Sermons

Summary: We need to learn to be still, be willing to obey, no matter the cost what God tells us

Dangerous Prayers: Speak to Me!

I Samuel 3:1-21

Pastor Jefferson M. Williams

Chenoa Baptist Church

01-10-2021

We are in the last of the series of messages called “Dangerous Prayers.”

The first week, we saw that Isaiah’s response to experiencing God presence, his own sinfulness, and God’s amazing grace, was to say, “Here am I. Send me!”

Last week, we studied Psalm 139 and saw that David understood that God loved him completely and knew him intimately so he could pray the dangerous prayer, “Search me.”

This morning, we will be looking at another incredibly dangerous prayer - Speak to me!

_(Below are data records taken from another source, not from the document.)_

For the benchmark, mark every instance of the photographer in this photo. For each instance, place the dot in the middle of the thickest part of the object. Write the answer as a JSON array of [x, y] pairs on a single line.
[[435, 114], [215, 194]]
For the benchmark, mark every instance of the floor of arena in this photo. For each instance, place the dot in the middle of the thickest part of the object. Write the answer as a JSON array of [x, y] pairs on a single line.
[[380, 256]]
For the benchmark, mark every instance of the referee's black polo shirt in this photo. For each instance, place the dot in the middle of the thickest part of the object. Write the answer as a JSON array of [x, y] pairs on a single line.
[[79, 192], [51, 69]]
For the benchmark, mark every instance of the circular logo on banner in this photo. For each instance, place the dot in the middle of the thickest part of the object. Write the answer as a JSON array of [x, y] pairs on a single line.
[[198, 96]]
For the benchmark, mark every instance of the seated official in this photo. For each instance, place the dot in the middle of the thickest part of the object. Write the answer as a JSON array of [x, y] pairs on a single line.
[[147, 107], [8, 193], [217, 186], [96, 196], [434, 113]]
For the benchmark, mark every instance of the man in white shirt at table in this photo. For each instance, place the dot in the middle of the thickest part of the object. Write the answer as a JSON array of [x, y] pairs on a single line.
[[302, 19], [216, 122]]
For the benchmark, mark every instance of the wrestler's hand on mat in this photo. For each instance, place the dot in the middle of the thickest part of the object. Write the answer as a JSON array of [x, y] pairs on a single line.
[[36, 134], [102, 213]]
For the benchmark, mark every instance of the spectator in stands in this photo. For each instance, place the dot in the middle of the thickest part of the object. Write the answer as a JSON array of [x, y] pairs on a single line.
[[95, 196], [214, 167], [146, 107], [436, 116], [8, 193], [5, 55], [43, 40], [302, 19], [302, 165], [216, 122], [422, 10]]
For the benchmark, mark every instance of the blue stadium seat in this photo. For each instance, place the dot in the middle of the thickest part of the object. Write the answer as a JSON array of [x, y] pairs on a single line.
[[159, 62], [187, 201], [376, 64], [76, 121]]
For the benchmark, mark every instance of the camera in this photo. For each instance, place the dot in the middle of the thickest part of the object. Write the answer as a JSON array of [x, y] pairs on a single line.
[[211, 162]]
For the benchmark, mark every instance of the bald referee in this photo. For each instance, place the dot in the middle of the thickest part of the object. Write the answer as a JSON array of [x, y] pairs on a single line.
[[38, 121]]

Turn with me to I Samuel 3.

Prayer.

Text within the Context

It will help us to understand the passage to look at the text within the context.

There was a man named Elkanah who had two wives named Hanna and Peninnah. Polygamy was not God’s intent for marriage but it had become common in that time.

Elkanah loved Hannah more than Peninnah but Hannah had not had any children. This would have caused Hannah a sense of shame in that culture. On top of that, Peninnah had many children and constantly mocked and tortured Hannah.

One day, Hannah was at the Temple and she was weeping and praying quietly to herself:

“And she made a vow, saying, “Lord Almighty, if you will only look on your servant’s misery and remember me, and not forget your servant but give her a son, then I will give him to the Lord for all the days of his life, and no razor will ever be used on his head.” (I Samuel 1:11)

Eli, the priest watched her for a while and walked over to her and accused her of being drunk!

Hannah replied,

“Not so, my lord,” Hannah replied, “I am a woman who is deeply troubled. I have not been drinking wine or beer; I was pouring out my soul to the Lord. Do not take your servant for a wicked woman; I have been praying here out of my great anguish and grief.” (I Samuel 1:15-16)

Eli answered,

“Go in peace, and may the God of Israel grant you what you have asked of him.” (I Samuel 1:17)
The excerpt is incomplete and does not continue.